Learn to send messages, build conversations, and control response behavior.
What you'll learn:
- How to send a simple completion request
- Build multi-turn conversations
- Use system messages for context
- Control response parameters
Prerequisites: Quickstart complete and API key set.
In cl-llm-provider, conversations are lists of messages. Each message is a property list (plist) with :role and :content:
'((:role "user" :content "What is Lisp?"))Roles are:
"user"- Messages from the person/application"assistant"- Messages from the LLM"system"(optional) - Instructions for the LLM
The simplest completion:
(use-package :cl-llm-provider)
(let ((response (complete '((:role "user" :content "What is 2+2?")))))

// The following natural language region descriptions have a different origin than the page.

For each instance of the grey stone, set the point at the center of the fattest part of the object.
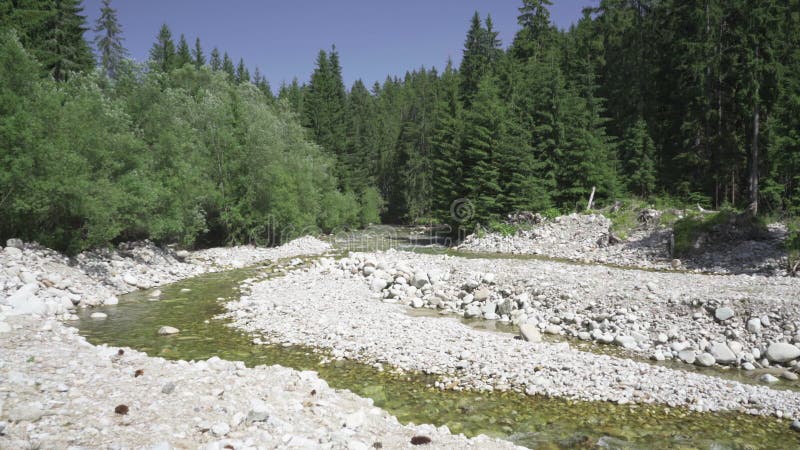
(627, 342)
(168, 330)
(687, 356)
(530, 332)
(722, 353)
(768, 378)
(705, 360)
(754, 325)
(15, 243)
(782, 352)
(259, 412)
(724, 313)
(28, 412)
(481, 294)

(format t "~A~%" (response-content response)))This returns a completion-response object. Access its fields:
(let ((response (complete '((:role "user" :content "What is Lisp?")))))
;; Get the text content
(format t "Content: ~A~%" (response-content response))

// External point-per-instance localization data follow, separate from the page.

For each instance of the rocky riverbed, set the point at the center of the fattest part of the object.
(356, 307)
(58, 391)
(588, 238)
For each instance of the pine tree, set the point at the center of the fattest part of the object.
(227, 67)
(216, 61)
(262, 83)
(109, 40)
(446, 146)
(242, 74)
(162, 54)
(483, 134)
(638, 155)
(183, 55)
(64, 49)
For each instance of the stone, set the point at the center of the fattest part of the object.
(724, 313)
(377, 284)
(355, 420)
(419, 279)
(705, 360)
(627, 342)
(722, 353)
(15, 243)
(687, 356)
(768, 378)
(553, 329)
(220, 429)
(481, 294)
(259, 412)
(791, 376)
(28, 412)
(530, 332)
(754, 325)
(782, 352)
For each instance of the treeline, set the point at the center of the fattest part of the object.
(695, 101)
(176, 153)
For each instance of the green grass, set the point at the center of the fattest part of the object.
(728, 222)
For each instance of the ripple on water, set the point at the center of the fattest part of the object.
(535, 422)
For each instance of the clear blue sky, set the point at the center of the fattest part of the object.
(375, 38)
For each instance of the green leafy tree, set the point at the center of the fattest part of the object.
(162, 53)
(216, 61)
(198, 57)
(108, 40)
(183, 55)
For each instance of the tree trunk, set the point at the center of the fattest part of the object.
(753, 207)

;; Get full message (with role)
(format t "Message: ~A~%" (response-message response))
;; Get response metadata
(format t "Model: ~A~%" (response-model response))
(format t "Stop reason: ~A~%" (response-finish-reason response)))To build context across multiple turns, pass a growing list of messages:
(let* (;; Turn 1: ask a question
(turn-1 (complete '((:role "user" :content "What is 2+2?"))))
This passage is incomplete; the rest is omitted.